During the fine-tuning process, the capability of the models seemingly shifted behaviorally. Yet, mechanistic interpretability revealed a different picture. For instance, network pruning demonstrated that even after fine-tuning, the model's original capabilities could be reinvigorated by removing weights associated with the newly learned 'wrapper.' This aligns with the 'revival' notion, wherein even when fine-tuning suggests a capability's loss, it can still recover efficiently with further training.

Implications for Model Safety and Reliability

The ability to 'unlearn' certain behaviors through fine-tuning can pose a significant risk, especially pertaining to model safety protocols. The findings imply that models may revert to less safe behaviors after subsequent fine-tuning, despite previous training aimed at suppressing such behaviors. Given the gravity of such implications, the authors have also validated these mechanisms in more practical language contexts using the TinyStories dataset.

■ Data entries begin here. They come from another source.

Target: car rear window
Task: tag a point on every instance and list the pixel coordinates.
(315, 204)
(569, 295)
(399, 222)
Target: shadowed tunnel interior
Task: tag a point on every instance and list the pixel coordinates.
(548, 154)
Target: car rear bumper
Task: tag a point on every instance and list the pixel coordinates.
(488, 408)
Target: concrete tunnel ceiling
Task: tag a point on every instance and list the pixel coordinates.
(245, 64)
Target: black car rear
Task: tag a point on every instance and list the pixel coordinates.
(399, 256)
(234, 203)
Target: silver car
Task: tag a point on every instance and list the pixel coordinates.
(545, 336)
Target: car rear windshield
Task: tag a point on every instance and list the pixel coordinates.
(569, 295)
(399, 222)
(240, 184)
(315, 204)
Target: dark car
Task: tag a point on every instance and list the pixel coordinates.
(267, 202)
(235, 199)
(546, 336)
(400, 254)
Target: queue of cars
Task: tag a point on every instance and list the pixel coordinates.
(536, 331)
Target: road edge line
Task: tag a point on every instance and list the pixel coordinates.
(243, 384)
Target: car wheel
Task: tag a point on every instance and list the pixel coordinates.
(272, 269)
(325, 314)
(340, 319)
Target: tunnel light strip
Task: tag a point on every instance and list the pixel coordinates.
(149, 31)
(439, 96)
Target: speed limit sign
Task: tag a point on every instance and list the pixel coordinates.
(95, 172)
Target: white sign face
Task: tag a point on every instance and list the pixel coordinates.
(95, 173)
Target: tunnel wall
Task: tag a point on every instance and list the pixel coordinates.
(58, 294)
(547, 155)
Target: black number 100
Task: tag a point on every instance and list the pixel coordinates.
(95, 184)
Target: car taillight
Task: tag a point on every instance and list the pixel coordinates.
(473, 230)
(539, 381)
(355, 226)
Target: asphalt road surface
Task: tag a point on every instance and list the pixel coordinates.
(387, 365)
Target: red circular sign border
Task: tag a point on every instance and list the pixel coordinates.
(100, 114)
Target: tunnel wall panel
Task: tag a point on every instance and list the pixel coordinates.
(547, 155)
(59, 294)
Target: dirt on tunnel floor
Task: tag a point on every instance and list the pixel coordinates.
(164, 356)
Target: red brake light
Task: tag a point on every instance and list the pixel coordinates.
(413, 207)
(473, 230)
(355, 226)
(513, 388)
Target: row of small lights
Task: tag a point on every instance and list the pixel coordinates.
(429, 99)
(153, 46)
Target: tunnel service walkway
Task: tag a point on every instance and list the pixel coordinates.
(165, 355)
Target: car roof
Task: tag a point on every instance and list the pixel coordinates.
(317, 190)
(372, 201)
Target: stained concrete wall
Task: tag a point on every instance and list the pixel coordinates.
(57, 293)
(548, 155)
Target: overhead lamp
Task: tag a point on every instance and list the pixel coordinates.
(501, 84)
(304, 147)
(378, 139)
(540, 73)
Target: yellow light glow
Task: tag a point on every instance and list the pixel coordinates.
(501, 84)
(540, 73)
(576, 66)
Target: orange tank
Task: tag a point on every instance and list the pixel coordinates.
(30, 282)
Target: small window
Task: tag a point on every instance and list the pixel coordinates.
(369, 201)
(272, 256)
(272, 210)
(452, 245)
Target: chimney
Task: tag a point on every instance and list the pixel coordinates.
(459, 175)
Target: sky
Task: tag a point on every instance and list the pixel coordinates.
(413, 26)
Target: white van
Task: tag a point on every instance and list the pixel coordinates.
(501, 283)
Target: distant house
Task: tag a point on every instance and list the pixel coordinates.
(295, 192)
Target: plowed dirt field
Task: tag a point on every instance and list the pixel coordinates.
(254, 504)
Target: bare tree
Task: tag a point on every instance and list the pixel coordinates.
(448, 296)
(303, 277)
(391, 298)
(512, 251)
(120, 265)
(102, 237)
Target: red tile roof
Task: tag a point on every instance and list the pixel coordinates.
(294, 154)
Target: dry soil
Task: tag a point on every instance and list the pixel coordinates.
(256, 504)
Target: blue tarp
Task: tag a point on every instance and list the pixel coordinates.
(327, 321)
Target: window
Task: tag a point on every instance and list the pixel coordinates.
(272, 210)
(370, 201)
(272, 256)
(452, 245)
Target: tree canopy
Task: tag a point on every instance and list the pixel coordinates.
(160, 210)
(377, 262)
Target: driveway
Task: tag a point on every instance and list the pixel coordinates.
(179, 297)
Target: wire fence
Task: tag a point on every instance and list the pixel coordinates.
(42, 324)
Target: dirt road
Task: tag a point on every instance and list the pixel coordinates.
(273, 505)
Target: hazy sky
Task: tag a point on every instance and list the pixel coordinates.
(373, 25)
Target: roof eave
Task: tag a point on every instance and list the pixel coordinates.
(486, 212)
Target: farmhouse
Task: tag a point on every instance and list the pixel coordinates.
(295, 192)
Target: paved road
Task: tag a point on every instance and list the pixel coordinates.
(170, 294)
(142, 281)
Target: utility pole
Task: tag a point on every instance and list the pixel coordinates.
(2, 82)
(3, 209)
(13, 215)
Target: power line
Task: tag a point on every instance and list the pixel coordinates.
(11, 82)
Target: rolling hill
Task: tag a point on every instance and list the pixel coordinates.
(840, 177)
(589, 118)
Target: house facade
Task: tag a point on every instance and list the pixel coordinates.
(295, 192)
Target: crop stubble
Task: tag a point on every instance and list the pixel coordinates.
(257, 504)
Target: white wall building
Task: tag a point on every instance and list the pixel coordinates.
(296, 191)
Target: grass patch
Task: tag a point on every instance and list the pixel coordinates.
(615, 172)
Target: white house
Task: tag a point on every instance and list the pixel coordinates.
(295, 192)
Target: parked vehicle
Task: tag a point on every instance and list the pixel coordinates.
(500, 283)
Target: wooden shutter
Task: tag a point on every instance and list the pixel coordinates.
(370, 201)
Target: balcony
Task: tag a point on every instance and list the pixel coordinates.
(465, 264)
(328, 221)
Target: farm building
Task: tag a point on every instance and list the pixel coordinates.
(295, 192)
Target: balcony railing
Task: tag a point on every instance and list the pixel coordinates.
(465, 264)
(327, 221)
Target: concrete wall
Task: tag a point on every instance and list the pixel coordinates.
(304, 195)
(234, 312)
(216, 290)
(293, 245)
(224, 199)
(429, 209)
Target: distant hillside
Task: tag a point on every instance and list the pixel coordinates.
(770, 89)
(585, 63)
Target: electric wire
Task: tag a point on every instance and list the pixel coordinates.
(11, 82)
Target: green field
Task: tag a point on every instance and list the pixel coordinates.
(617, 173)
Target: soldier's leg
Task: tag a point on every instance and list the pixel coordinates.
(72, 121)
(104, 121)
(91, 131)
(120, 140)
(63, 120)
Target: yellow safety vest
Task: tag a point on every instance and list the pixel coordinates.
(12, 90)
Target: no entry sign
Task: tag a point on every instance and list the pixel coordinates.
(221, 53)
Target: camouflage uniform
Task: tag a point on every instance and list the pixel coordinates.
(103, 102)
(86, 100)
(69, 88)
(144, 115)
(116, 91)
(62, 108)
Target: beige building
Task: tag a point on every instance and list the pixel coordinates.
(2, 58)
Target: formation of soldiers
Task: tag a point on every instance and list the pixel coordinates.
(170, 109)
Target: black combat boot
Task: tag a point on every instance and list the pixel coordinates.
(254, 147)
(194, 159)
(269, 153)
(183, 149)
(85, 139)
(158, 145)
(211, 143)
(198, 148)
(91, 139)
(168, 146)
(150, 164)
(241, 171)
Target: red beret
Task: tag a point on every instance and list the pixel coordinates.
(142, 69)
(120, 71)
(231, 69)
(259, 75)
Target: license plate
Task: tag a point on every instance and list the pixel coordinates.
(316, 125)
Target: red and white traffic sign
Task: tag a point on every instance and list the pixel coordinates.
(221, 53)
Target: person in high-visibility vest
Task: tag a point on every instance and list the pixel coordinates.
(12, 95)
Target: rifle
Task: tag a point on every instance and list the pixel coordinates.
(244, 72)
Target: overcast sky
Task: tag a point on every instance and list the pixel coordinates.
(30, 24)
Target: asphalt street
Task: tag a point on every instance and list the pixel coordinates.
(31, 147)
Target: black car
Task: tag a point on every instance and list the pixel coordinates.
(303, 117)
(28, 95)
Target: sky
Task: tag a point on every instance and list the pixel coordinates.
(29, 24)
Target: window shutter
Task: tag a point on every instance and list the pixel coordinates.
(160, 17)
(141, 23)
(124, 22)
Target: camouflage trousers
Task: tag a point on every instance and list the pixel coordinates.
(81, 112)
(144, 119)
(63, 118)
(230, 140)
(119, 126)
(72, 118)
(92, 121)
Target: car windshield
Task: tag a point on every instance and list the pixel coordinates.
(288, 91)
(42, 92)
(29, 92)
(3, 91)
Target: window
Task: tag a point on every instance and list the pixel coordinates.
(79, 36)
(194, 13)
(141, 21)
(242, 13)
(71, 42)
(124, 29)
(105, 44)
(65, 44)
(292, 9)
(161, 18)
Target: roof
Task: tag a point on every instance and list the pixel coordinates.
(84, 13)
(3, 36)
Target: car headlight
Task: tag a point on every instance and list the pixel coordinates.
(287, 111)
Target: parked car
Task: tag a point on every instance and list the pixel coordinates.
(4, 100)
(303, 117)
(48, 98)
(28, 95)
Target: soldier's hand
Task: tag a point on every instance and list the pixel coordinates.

Conclusions and Future Directions

The analysis concludes that fine-tuning rarely elicits novel fundamental capabilities within LLMs; rather, it typically introduces minimal transformations to existing capabilities. This phenomenon underlines the need for more robust methods to substantively alter capabilities when necessary, particularly for safety reasons. Future work could thus focus on developing fine-tuning techniques that result in more meaningful and lasting changes to LLMs’ underlying structures.

The research raises critical perspectives on the fine-tuning paradigm in machine learning, particularly its role in model safeguarding and the persistent challenge of controlling LLM behavior post-deployment.